Comprehensive understanding of how HD membrane surface interacts with main blood proteins plays the major role in avoiding the side effects associated with protein-mediated activation of biochemical cascades and its consequences The goal of our study is to have in-depth and comprehensive understanding into clinical PES, PVDF and PAN membranes commonly used in Canadian hospitals, using in-situ synchrotron-based X-ray tomography (SR-μCT).

Methods

Poly ether sulfone (PAES), poly vinyl fluoride (PVDF), and poly acrylonitrile (PAN) clinical HD membranes were used in the study. Human serum proteins (fibrinogen, albumin, transferrin) adsorption across membrane thickness were examined using advanced in-situ SR-µCT innovative imaging technique.

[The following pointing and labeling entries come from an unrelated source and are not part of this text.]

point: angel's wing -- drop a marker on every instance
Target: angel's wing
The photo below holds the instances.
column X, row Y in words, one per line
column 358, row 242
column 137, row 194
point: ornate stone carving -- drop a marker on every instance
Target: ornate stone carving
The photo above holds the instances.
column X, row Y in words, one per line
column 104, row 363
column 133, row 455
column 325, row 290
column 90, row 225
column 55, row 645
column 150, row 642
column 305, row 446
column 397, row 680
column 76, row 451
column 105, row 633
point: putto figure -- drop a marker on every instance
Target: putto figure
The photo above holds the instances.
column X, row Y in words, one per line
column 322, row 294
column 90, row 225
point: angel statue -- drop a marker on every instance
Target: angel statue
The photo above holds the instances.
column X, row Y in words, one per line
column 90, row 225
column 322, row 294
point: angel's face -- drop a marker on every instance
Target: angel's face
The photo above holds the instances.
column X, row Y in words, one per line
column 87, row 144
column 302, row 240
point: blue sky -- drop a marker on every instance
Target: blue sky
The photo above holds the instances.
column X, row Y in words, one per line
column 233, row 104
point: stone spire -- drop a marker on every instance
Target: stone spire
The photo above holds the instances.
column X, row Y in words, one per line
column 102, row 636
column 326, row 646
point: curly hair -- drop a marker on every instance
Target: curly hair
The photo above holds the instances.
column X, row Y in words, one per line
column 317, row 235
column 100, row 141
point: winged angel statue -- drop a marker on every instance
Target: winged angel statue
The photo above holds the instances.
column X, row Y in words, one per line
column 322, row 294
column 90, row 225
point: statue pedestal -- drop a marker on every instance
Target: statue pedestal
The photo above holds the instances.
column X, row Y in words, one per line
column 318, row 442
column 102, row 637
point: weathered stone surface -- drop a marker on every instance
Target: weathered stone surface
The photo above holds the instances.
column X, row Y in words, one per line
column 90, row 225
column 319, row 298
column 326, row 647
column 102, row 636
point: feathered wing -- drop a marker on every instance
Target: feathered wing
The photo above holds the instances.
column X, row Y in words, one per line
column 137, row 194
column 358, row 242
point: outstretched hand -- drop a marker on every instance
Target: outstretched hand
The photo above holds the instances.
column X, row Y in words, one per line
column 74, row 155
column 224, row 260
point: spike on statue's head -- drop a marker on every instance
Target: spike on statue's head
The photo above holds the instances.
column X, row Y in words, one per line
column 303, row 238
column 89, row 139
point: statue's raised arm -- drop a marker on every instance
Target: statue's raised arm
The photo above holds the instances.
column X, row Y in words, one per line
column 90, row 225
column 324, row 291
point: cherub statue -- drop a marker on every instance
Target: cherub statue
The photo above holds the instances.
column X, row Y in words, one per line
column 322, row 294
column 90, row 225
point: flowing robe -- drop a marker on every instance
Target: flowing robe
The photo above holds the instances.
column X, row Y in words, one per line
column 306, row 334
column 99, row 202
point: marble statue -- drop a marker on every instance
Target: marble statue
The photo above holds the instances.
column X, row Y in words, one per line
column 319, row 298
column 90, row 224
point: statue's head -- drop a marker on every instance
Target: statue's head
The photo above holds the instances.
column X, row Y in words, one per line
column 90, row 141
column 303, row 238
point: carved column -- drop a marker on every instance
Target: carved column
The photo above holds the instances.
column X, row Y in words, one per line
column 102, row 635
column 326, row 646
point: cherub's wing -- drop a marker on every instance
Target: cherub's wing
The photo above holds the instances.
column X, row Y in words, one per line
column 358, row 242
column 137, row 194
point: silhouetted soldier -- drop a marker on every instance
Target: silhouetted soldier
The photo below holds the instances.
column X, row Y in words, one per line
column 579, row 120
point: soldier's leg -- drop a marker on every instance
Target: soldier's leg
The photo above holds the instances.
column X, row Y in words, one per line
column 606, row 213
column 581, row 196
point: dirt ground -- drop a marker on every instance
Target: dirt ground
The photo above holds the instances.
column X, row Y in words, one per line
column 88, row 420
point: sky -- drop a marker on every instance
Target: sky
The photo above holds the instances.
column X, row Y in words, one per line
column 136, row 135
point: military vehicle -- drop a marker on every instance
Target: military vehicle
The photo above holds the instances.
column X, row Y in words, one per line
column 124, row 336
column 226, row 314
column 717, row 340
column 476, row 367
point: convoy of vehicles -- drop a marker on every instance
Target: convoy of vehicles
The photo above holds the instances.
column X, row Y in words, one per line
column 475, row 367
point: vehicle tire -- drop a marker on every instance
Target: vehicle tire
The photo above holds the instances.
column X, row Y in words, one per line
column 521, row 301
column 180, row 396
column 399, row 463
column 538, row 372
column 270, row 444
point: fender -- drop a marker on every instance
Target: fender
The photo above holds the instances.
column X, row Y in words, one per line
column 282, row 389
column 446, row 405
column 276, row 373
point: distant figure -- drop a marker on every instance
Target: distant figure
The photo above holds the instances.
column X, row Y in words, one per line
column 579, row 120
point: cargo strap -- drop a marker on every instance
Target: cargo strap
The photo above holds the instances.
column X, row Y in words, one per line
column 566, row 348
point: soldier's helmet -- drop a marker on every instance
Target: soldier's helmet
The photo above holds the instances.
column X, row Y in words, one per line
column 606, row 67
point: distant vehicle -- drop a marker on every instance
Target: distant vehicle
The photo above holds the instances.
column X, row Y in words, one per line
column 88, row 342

Membrane thickness was modeled by the 3 Regions of interest. 3D models were reconstructed and analyzed using ImageJ and AVIZO software.

Results

Our results indicate the difference in the interaction of membranes with proteins, that is mainly attributed to a membrane surface charge and membrane chemistry. The strong interaction between membrane and protein was observed for the HSA. Increasing in pores size and surface charge enhances membrane fouling with proteins, which promotes inflammation reaction.

Conclusion

Synchrotron microtomography helped develop real 3D models that offer an improved understanding of human serum proteins fouling within different hemodialysis membrane layers which resulted in different inflammatory biomarkers released in HD patients.